The Kernel signature looks like
__kernel void knapsack(__global value_type *val,
__global weight_type *wgt,
__global value_type *soln,
__global int *i)
- value_type and weight_type are unsigned int
- val, wgt, soln and i are allocated using clCreateBuffer
- val, wgt (5 elements each) are of type CL_MEM_READ_ONLY and soln (126 elements) and i (single element) are CL_MEM_READ_WRITE
I set the arguments as required and launch the kernel. I enqueue a blocking read on ‘i’ to find the following
- if in the kernel, a write is performed on soln, the clEnqueueReadBuffer returns with a CL_OUT_OF_RESOURCES
- if no writes are performed (reads are OK, writes on ‘i’ are OK) on soln the clEnqueueReadBuffer returns with a CL_SUCCESS
I would like to know if I am doing something wrong.
I am using an Nvidia card. Please let me know if you need more information.
The problem you are seeing looks similar to this one. Could there be a bug in NVidia’s latest drivers?
I thought I would have another thorough look onto the code before I conclude the behaviour. It was because of a invalid memory access by a few threads.
I would consider this thread solved.
By invalid access do you mean invalid read or invalid write ?
It seems to me that invalid read in a kernel pose no problem to the kernel itself (terminates correctly, with full profiling info available and you can even retrieve the correct result from a cl_mem object NOT AFFECTED by the invalid read) but the next operation (read/write/use as argument) of the cl_mem object affected by the invalid read make the CL_OUT_OF_RESOURCES flag to propagate (hence the read/write/NDrange fails).
My advice (rule of thumb) for NVidia SDK:
when a kernel fails,
1- search out-of-bound writes in the kernel that crashed
2- search out-of-bound reads in the last kernel that last used the cl_mem objects used as argument by the crashed kernel.
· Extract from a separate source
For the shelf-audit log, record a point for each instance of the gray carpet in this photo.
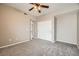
(38, 47)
i.e. the guilty kernel in case of invalid READ is generaly an ancestor of the crashed kernel (reading the return status of a blocking clEnqueueReadBuffer on the arguments of the crashed kernel may help)
an example (with comments added after #):
noyau «rremodul2» appelé sur 353×1 blocs de 32×32
durée du traitement par le noyau «rremodul2»=0.000112 s
mise en file t=30.403193, soumission t=30.403195, début t=30.403200, fin t=30.403312 s
noyau «preillumin» appelé sur 267 blocs de 1
durée du traitement par le noyau «preillumin»=0.000041 s
mise en file t=30.403351, soumission t=30.403354, début t=30.403359, fin t=30.403400 s # THIS KERNEL MADE AN INVALID READ, BUT ITS RETURN STATUS AND PROFILING INFO IS OKAY
noyau «preillumin» appelé sur 267 blocs de 1 # A SECOND GRID WITH THE SAME KERNEL (WITH THE SAME ARRAY READ OUT-OF-BOUND) clEnQueueNDRange returns CL_SUCCESS...
ERREUR (clWaitForEvents): Out of resources # but waiting for the second grid to complete (on the event_out event) returns CL_OUT_OF_RESSOURCES...
ERREUR: à l'exécution du noyau preillumin
ERREUR (timeCL:clGetEventInfo du status d'exécution de la commande): Out of resources
for AMDAPP on CPU, it seems that out-of-bound read (even masked ?) result in a core-dump in the faulty kernel (so the kernel which crashed is the guilty one).